Overview

Introduction to Presto

Presto is a distributed system that runs on a cluster of machines. It enables analytics on large amounts of data. With Presto, access and query data in place on many data different data sources using ANSI SQL (see image below).

Presto System Overview

A full deployment includes a coordinator and multiple workers. Queries are submitted from a client such as the Presto CLI to the coordinator. The coordinator parses, analyzes and plans the query execution, then distributes the processing to the workers.

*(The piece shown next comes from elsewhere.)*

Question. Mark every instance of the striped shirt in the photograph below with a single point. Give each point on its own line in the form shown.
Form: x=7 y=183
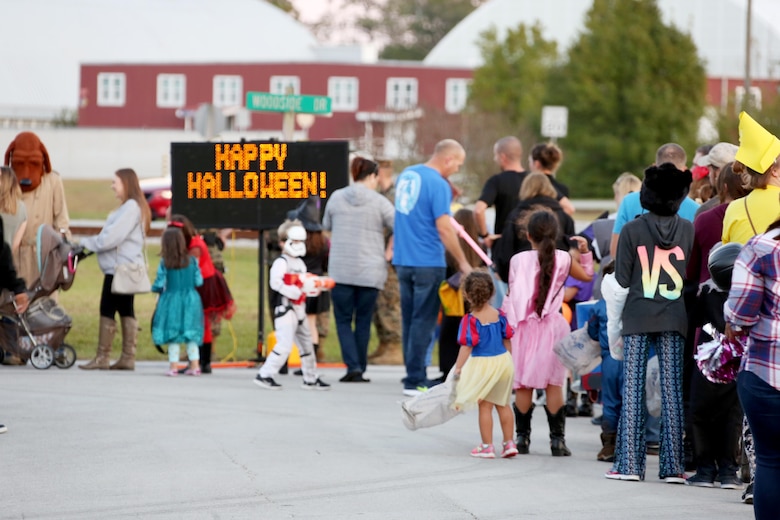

Presto Installation Overview

Presto supports pluggable connectors that provide data for queries. The requirements vary by connector. Connector examples include: Hive for HDFS or Object Stores (S3), MySQL, ElasticSearch, Cassandra, Kafka and more. In addition for benchmarking you can use the TPC-H or TPC-DS connectors. For a list of supported connectors see the docs.

Use Cases

Interactive analytics
Quickly analyze data and execute queries in seconds or minutes using visualizations, dashboards, notebooks, and BI tools.

Batch ETL
Populate and process data in the warehouse for better throughput and efficiency.

A/B testing
Choose which data to slice and dice and evaluate product changes via hypothesis testing, with results in hours (not days).

App Analytics
Build external-facing custom reporting tools with low latency and hundreds of highly available concurrent queries.

Deployment

See Deploying Presto for complete deployment instructions.

Running Queries

You can run queries using the Command Line Interface after deploying Presto.